The analysis of the coronary chamber in the contemporary imaging exams, the perfect selection of the drill compatible with coronary volume, good lighting and magnification are essential because they favor visualization of the cavity during coronary opening, avoiding unpleasant accidents.

Missed root canal may be found in some situations 49,50,52, which may be responsible of maintaining bacterial contamination. Missed root canal may occur in all teeth, due to poor exploration and investigation of anatomy 49,50,52. In mesiobuccal root of the first molar, in premolars with two or more roots, in mandibular central incisors, in dens invaginatus more attention is required to avoid missed root canals. Axial sections in CBCT are efficient in the study of these situations 52.

Accidents may occur at any moment of RCT and they may lead to the failure. The common procedure errors during access cavity preparation are as follows: remaining caries tissue in the pulp chamber; incorrect choice of the point for preparing the access cavity; incorrect selection of the drill (excessively large drill in relation to the pulp chamber volume); error on the climbing of teeth with wrong position; incomplete access; no removal of the coronal roof; buccal perforation in anterior teeth; perforation of the floor in molars 67.

Root Canal Preparation

Root canal emptying is the procedure to eliminate the contents from in the pulp cavity. RCT incorporate the sanitization process, which involves the emptying and enlarging, combined with the use of antibacterial strategies.

The emptying is performed in cases of normal pulp (healthy or inflamed) (pulpectomy), infected pulp (sanitization process), presence of filling material (gutta-percha and sealer removal in retreatment), root canal with posts or fragments of endodontic instruments (disobturation). This stage of emptying allows the identification of the entry orifice of the root canal, its diameter, the direction of the curvature, obstacles or obstructions not visualized by imaging exams. In addition, it eases the passage of additional instruments. The emptying is performed before RCP and is essential for precise planning, in particular what concerns the lateral limits of preparation.

After root canal emptying is made the enlargement of the root canal.
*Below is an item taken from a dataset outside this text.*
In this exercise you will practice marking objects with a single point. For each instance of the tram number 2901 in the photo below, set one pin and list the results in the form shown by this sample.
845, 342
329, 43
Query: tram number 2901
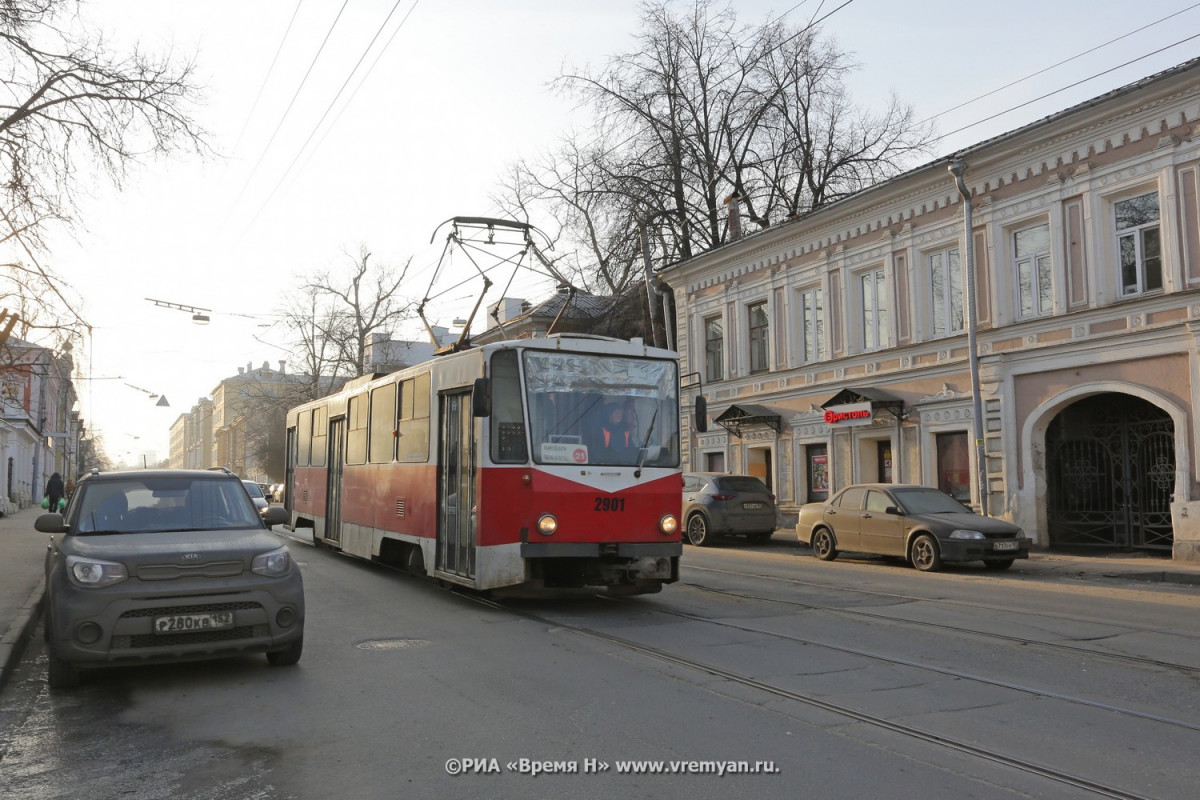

Thus, the selection of endodontic instruments and the technique used for root canal preparation (RCP), as well as the operator’s experience constitute important aspects to be considered in view of the new strategies and instruments (continuous or reciprocating nickel-titanium files) 6,7,12,84,85,86,87,88,89.

The quality of RCP with rotary NiTi instruments 86,87,88,89,90,91,92,93,94 and the low incidence of procedural errors (root canal transportations, root perforations and fracture of instruments) 14,15 motivated discussions and use by undergraduate students. The introduction in undergraduate teaching appears a promising matter. Another important aspect related to RCP is that all instruments have a limited useful lifetime and may have manufacturing defects 95,96, which implies recognizing the need for frequent renewal. In all steps of RCT, the slightest negligence of the professional may cause operative errors.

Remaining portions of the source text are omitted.